12. EQUIPMENT. (a) Any equipment including jigs, dies, and tools, (which Aversion Technologies acquires for use exclusively in the production of goods for Customer) will be and remain Aversion Technologies’ possession and control; and any changes by Aversion Technologies are permissible. (b) Any material or equipment owned or furnished by Customer to Aversion Technologies will be carefully handled and stored by Aversion Technologies while in Aversion Technologies’ possession. When for eighteen (18) consecutive months no orders acceptable to Aversion Technologies are received from Customer for goods to be make from any such equipment or materials, Aversion Technologies may, be written notice to Customer, request Customer to make disposition thereof at Customer’s expense. If Customer fails to comply with such notice, at Aversion Technologies may make such use or disposition of said material or equipment as it desires, without liability or obligation to Customer.
13. CANCELLATION. Upon receipt of written notice from Customer, Aversion Technologies shall cancel any orders as instructed, subject to Aversion Technologies‘ (or its subcontractors) right to continue processing raw or finished material to the point at which processing can be halted with the least disruption and cost to Aversion Technologies. Customer shall be responsible for all costs associated with the cancellation and completion of processing of material.
14. ACCEPTANCE. These Terms and Conditions shall be deemed binding on Customer by its purchase of products from Aversion Technologies. These Terms and Conditions may only be modified if in writing and signed by an authorized officer of Aversion Technologies; each of these terms and conditions shall remain in effect unless the provision(s) are explicitly contradicted by the aforesaid writing. If Customer submits a form with contrary terms or conditions, such order shall be considered as confirmation only and in no way amend, prevail over, supplement, or supersede any provision herein.
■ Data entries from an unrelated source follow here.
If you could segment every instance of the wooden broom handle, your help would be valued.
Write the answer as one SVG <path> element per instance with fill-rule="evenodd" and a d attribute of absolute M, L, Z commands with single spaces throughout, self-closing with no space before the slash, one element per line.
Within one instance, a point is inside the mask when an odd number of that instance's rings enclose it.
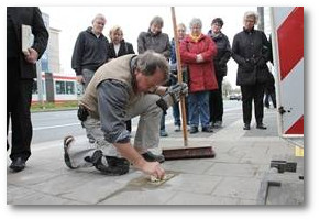
<path fill-rule="evenodd" d="M 183 82 L 183 70 L 182 70 L 182 62 L 180 62 L 179 41 L 178 41 L 178 35 L 177 35 L 175 8 L 172 7 L 170 9 L 172 9 L 175 52 L 176 52 L 176 61 L 177 61 L 177 79 L 178 79 L 178 82 Z M 182 109 L 182 125 L 183 125 L 184 145 L 187 146 L 188 140 L 187 140 L 186 108 L 185 108 L 185 96 L 184 95 L 180 97 L 180 109 Z"/>

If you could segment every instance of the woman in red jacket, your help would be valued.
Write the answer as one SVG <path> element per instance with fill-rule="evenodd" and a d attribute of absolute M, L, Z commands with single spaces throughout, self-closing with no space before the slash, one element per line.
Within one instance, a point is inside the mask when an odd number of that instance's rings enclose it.
<path fill-rule="evenodd" d="M 218 89 L 212 63 L 217 46 L 209 36 L 201 33 L 201 26 L 200 19 L 193 19 L 190 34 L 180 43 L 182 62 L 188 66 L 189 73 L 190 133 L 198 132 L 199 121 L 202 132 L 212 132 L 209 125 L 209 91 Z"/>

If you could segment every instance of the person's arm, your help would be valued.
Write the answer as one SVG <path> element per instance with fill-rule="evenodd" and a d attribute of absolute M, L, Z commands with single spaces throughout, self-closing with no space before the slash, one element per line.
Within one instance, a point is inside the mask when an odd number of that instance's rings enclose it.
<path fill-rule="evenodd" d="M 138 53 L 143 54 L 146 51 L 145 47 L 145 32 L 141 32 L 138 38 Z"/>
<path fill-rule="evenodd" d="M 224 53 L 223 53 L 222 57 L 220 58 L 220 62 L 219 62 L 220 65 L 226 65 L 231 57 L 231 47 L 230 47 L 229 40 L 228 40 L 227 35 L 224 35 L 224 34 L 223 34 L 223 37 L 224 37 L 226 48 L 224 48 Z"/>
<path fill-rule="evenodd" d="M 170 54 L 172 54 L 172 47 L 170 47 L 170 42 L 169 42 L 169 37 L 167 34 L 165 34 L 165 41 L 166 41 L 166 47 L 165 51 L 163 52 L 163 55 L 169 59 L 170 58 Z"/>
<path fill-rule="evenodd" d="M 77 76 L 81 76 L 81 62 L 84 54 L 84 36 L 80 33 L 76 40 L 74 52 L 72 56 L 72 68 L 75 70 Z"/>
<path fill-rule="evenodd" d="M 237 34 L 233 37 L 233 42 L 232 42 L 232 58 L 235 61 L 235 63 L 238 63 L 239 65 L 244 65 L 245 64 L 245 59 L 244 57 L 242 57 L 240 55 L 240 40 L 239 40 L 240 35 Z"/>
<path fill-rule="evenodd" d="M 197 54 L 196 53 L 191 53 L 188 50 L 188 44 L 190 44 L 188 41 L 183 41 L 179 44 L 179 52 L 180 52 L 180 59 L 183 63 L 185 64 L 194 64 L 197 63 Z"/>
<path fill-rule="evenodd" d="M 200 53 L 202 62 L 211 62 L 212 57 L 217 55 L 217 45 L 209 36 L 206 36 L 204 41 L 204 43 L 207 44 L 208 47 L 206 51 Z"/>
<path fill-rule="evenodd" d="M 33 11 L 32 33 L 34 35 L 32 48 L 37 52 L 37 59 L 40 59 L 47 46 L 48 32 L 44 25 L 42 13 L 37 7 L 35 7 Z"/>
<path fill-rule="evenodd" d="M 33 45 L 28 48 L 29 53 L 25 54 L 25 59 L 31 64 L 35 64 L 46 50 L 48 32 L 44 25 L 42 13 L 37 7 L 34 7 L 32 16 L 32 34 L 34 35 L 34 42 Z"/>

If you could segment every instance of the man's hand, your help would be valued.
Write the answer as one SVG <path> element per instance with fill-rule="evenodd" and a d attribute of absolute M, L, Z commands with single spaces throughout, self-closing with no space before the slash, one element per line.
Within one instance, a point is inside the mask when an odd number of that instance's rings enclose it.
<path fill-rule="evenodd" d="M 188 95 L 188 86 L 186 82 L 177 82 L 176 85 L 168 87 L 167 94 L 172 96 L 174 103 L 176 103 L 180 100 L 182 95 Z"/>
<path fill-rule="evenodd" d="M 31 64 L 35 64 L 38 57 L 38 53 L 34 48 L 28 48 L 28 52 L 29 53 L 25 54 L 25 61 Z"/>
<path fill-rule="evenodd" d="M 166 94 L 156 101 L 156 105 L 163 109 L 163 111 L 166 111 L 168 107 L 180 100 L 182 95 L 188 95 L 188 86 L 186 82 L 177 82 L 168 87 Z"/>
<path fill-rule="evenodd" d="M 85 78 L 82 75 L 77 75 L 76 76 L 76 80 L 79 82 L 79 84 L 85 84 Z"/>
<path fill-rule="evenodd" d="M 204 62 L 204 58 L 202 58 L 202 55 L 201 54 L 197 54 L 196 55 L 196 62 L 197 63 L 202 63 Z"/>

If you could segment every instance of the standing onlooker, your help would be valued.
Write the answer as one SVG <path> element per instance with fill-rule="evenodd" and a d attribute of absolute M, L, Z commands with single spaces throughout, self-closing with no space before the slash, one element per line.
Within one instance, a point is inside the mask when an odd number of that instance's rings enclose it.
<path fill-rule="evenodd" d="M 138 51 L 139 54 L 143 54 L 147 50 L 152 50 L 156 53 L 163 54 L 167 61 L 170 57 L 170 43 L 167 34 L 162 33 L 164 21 L 161 16 L 154 16 L 150 23 L 147 32 L 141 32 L 138 38 Z M 168 86 L 168 85 L 166 85 Z M 165 130 L 165 114 L 163 112 L 161 119 L 161 136 L 168 136 Z"/>
<path fill-rule="evenodd" d="M 190 34 L 180 44 L 182 62 L 188 66 L 188 113 L 190 133 L 198 132 L 199 120 L 202 132 L 212 132 L 209 125 L 209 91 L 218 89 L 212 58 L 217 54 L 213 41 L 201 33 L 200 19 L 190 21 Z"/>
<path fill-rule="evenodd" d="M 92 26 L 79 33 L 72 57 L 72 68 L 76 72 L 77 81 L 85 89 L 95 72 L 108 62 L 109 41 L 102 34 L 107 20 L 103 14 L 97 14 Z"/>
<path fill-rule="evenodd" d="M 237 85 L 241 86 L 244 130 L 251 129 L 252 101 L 254 99 L 257 129 L 267 129 L 264 118 L 264 82 L 260 77 L 262 70 L 268 68 L 268 41 L 264 32 L 254 30 L 258 21 L 255 12 L 244 14 L 243 31 L 233 38 L 232 57 L 238 63 Z M 267 69 L 268 70 L 268 69 Z"/>
<path fill-rule="evenodd" d="M 186 26 L 184 23 L 180 23 L 177 25 L 177 37 L 180 42 L 185 38 L 186 36 Z M 177 58 L 176 58 L 176 52 L 175 52 L 175 40 L 172 40 L 172 56 L 170 56 L 170 73 L 172 78 L 170 78 L 170 82 L 172 85 L 177 84 Z M 185 65 L 182 66 L 182 70 L 183 70 L 183 81 L 187 82 L 187 67 Z M 188 123 L 188 111 L 187 111 L 187 97 L 185 97 L 185 108 L 186 108 L 186 121 Z M 173 117 L 174 117 L 174 125 L 175 125 L 175 130 L 174 131 L 180 131 L 180 111 L 179 111 L 179 103 L 175 103 L 173 106 Z"/>
<path fill-rule="evenodd" d="M 272 36 L 270 36 L 270 62 L 273 64 L 273 47 L 272 47 Z M 276 87 L 275 87 L 275 78 L 272 75 L 270 75 L 270 79 L 265 84 L 265 107 L 270 108 L 270 99 L 272 99 L 273 106 L 276 109 L 277 108 L 277 101 L 276 101 Z"/>
<path fill-rule="evenodd" d="M 117 58 L 127 54 L 135 54 L 133 50 L 133 45 L 129 42 L 125 42 L 123 38 L 123 30 L 121 26 L 113 26 L 110 30 L 110 47 L 109 47 L 109 58 Z M 128 120 L 127 122 L 127 130 L 132 132 L 132 121 Z"/>
<path fill-rule="evenodd" d="M 97 14 L 92 26 L 79 33 L 72 57 L 72 68 L 76 72 L 77 81 L 87 88 L 96 70 L 108 62 L 109 41 L 102 34 L 107 20 L 103 14 Z M 87 131 L 90 143 L 96 140 Z"/>
<path fill-rule="evenodd" d="M 21 25 L 31 26 L 33 44 L 22 53 Z M 32 140 L 31 99 L 33 78 L 36 77 L 35 63 L 44 53 L 48 33 L 37 7 L 7 8 L 7 136 L 11 118 L 12 148 L 10 168 L 24 169 L 31 155 Z M 7 138 L 8 139 L 8 138 Z M 7 140 L 7 151 L 9 143 Z"/>
<path fill-rule="evenodd" d="M 210 122 L 213 128 L 220 128 L 223 116 L 223 100 L 222 100 L 222 80 L 227 75 L 227 63 L 231 56 L 230 43 L 221 32 L 223 21 L 221 18 L 216 18 L 211 22 L 211 30 L 208 35 L 217 45 L 217 55 L 213 57 L 215 73 L 218 81 L 218 90 L 210 91 L 209 107 L 210 107 Z"/>

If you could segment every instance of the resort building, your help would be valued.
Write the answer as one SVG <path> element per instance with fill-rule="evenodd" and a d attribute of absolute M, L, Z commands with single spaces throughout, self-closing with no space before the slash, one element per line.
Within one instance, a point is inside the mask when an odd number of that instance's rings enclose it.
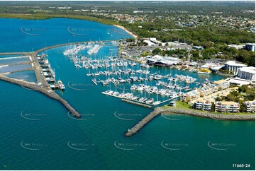
<path fill-rule="evenodd" d="M 255 43 L 247 43 L 245 45 L 245 49 L 247 51 L 255 52 Z"/>
<path fill-rule="evenodd" d="M 255 101 L 247 101 L 244 102 L 244 105 L 246 107 L 246 112 L 255 112 Z"/>
<path fill-rule="evenodd" d="M 147 60 L 148 64 L 159 66 L 170 66 L 173 64 L 176 65 L 180 61 L 181 59 L 179 58 L 163 57 L 160 55 L 155 55 L 152 57 L 148 58 Z"/>
<path fill-rule="evenodd" d="M 152 42 L 151 41 L 148 40 L 144 40 L 143 42 L 145 42 L 148 44 L 148 46 L 149 47 L 152 47 L 152 46 L 155 46 L 155 44 Z"/>
<path fill-rule="evenodd" d="M 225 79 L 214 81 L 213 83 L 218 86 L 218 88 L 225 89 L 228 88 L 230 86 L 230 83 Z"/>
<path fill-rule="evenodd" d="M 215 112 L 239 112 L 239 103 L 235 102 L 216 102 L 215 103 Z"/>
<path fill-rule="evenodd" d="M 234 48 L 235 48 L 235 49 L 242 49 L 244 48 L 244 46 L 243 46 L 243 45 L 228 45 L 228 47 L 229 48 L 230 48 L 230 47 L 234 47 Z"/>
<path fill-rule="evenodd" d="M 196 110 L 211 111 L 211 103 L 208 101 L 199 100 L 195 102 L 194 106 Z"/>
<path fill-rule="evenodd" d="M 255 81 L 255 67 L 243 67 L 238 69 L 238 76 L 242 79 Z"/>
<path fill-rule="evenodd" d="M 192 91 L 189 91 L 187 93 L 187 99 L 184 101 L 189 102 L 192 100 L 195 100 L 200 98 L 200 91 L 197 90 L 194 90 Z"/>
<path fill-rule="evenodd" d="M 237 75 L 238 73 L 238 69 L 245 66 L 247 66 L 245 64 L 238 64 L 234 61 L 229 61 L 225 64 L 224 69 L 225 70 L 229 71 L 233 73 L 235 75 Z"/>

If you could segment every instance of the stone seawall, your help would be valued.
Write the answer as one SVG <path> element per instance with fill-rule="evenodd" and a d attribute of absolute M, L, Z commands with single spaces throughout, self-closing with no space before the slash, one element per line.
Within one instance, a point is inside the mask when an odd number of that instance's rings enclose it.
<path fill-rule="evenodd" d="M 81 116 L 80 114 L 77 112 L 66 100 L 65 100 L 60 95 L 52 91 L 50 88 L 42 88 L 35 83 L 28 83 L 26 81 L 11 78 L 3 76 L 0 76 L 0 80 L 15 83 L 26 88 L 38 91 L 50 98 L 60 102 L 74 116 L 77 117 L 79 117 Z"/>
<path fill-rule="evenodd" d="M 127 132 L 125 133 L 126 136 L 132 136 L 138 132 L 145 125 L 149 123 L 152 119 L 155 117 L 159 115 L 161 113 L 165 113 L 166 114 L 172 114 L 172 113 L 177 114 L 184 114 L 188 115 L 192 115 L 196 117 L 211 118 L 218 120 L 236 120 L 236 121 L 247 121 L 247 120 L 255 120 L 255 114 L 214 114 L 211 112 L 204 112 L 201 111 L 191 110 L 185 110 L 185 109 L 179 109 L 176 107 L 157 107 L 149 114 L 148 114 L 145 118 L 140 121 L 137 124 L 135 124 L 133 128 L 129 129 Z"/>

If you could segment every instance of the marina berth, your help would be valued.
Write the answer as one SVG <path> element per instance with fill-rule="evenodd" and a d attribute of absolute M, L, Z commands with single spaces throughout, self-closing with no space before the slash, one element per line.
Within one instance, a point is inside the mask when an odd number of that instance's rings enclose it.
<path fill-rule="evenodd" d="M 204 74 L 209 74 L 211 73 L 210 69 L 199 69 L 198 72 L 198 73 L 204 73 Z"/>
<path fill-rule="evenodd" d="M 154 65 L 159 66 L 171 66 L 177 65 L 181 60 L 179 58 L 163 57 L 160 55 L 155 55 L 147 59 L 148 65 Z"/>

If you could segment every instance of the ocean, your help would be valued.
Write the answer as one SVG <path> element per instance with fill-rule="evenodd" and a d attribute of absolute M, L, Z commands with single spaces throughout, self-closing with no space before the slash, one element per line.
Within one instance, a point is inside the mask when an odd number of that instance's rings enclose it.
<path fill-rule="evenodd" d="M 81 20 L 0 20 L 5 23 L 0 30 L 6 33 L 0 35 L 1 52 L 36 50 L 45 47 L 45 43 L 50 46 L 67 43 L 68 40 L 74 42 L 129 37 L 126 33 L 114 32 L 111 36 L 108 33 L 113 30 L 113 26 Z M 87 30 L 78 29 L 80 26 Z M 30 35 L 21 33 L 21 27 Z M 76 33 L 70 34 L 67 29 Z M 250 164 L 250 167 L 243 169 L 255 170 L 253 121 L 158 116 L 137 134 L 125 137 L 124 133 L 152 109 L 103 95 L 102 91 L 115 88 L 95 86 L 92 78 L 86 76 L 88 69 L 75 68 L 63 55 L 66 48 L 43 52 L 48 55 L 56 79 L 62 80 L 66 86 L 65 91 L 56 93 L 82 117 L 76 119 L 59 102 L 40 93 L 0 81 L 1 170 L 236 169 L 233 164 Z M 112 47 L 102 47 L 94 57 L 108 54 L 109 48 Z M 176 69 L 150 69 L 152 73 L 191 76 L 199 82 L 224 78 Z M 26 71 L 25 75 L 12 76 L 35 81 L 33 73 Z M 76 90 L 67 85 L 82 85 L 83 88 Z"/>

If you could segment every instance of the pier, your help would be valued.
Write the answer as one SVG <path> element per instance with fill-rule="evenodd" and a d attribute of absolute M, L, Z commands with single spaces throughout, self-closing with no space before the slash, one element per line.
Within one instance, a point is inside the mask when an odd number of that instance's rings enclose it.
<path fill-rule="evenodd" d="M 99 42 L 112 42 L 112 41 L 119 41 L 119 40 L 101 40 Z M 40 52 L 47 50 L 47 49 L 52 49 L 52 48 L 55 48 L 55 47 L 63 47 L 63 46 L 68 46 L 68 45 L 77 45 L 77 44 L 84 44 L 86 42 L 89 42 L 91 41 L 85 41 L 85 42 L 69 42 L 69 43 L 64 43 L 64 44 L 60 44 L 60 45 L 53 45 L 53 46 L 50 46 L 50 47 L 43 47 L 42 49 L 40 49 L 37 51 L 34 52 L 34 54 L 36 55 L 38 54 L 39 54 Z M 0 54 L 1 55 L 1 54 Z"/>

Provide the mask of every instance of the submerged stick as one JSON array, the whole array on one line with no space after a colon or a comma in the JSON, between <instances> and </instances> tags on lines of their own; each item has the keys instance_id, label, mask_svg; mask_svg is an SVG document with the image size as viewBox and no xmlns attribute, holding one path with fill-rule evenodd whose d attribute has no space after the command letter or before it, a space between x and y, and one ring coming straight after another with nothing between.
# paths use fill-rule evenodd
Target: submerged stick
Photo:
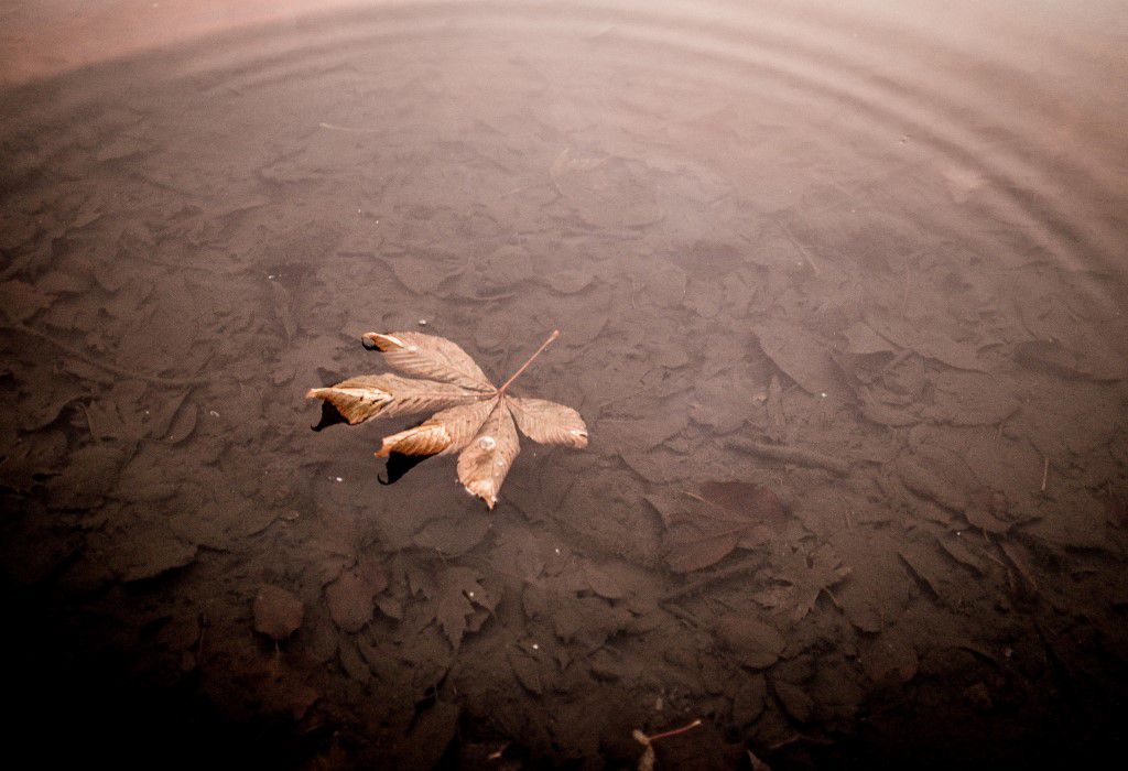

These TERMS AND CONDITIONS may be superseded or revised by Aversion Technologies at any time.
15. GENERAL. Aversion Technologies may assign its rights and obligations under these Terms and Conditions. If Customer changes its corporate status, both Customer and its successors continue to be bound by these Terms and Conditions of Sale, but Aversion Technologies reserves its rights under paragraph 11. No prior representation, affirmation, or agreement shall be enforceable unless set forth herein.
16. DISPUTE RESOLUTION/GOVERNING LAW. Any and all disputes between Aversion Technologies and Customer shall be determined subject to the laws of the State of Maryland, and its state or federal courts shall have exclusive jurisdiction. The parties hereby agree to the personal jurisdiction of the Maryland courts, and that attorney’s fees and costs shall be awarded to the prevailing party in any litigation. Customer must institute any action against Aversion Technologies within one year after Customer’s claim arises, or such claim shall be barred notwithstanding any statutory limitations to the contrary.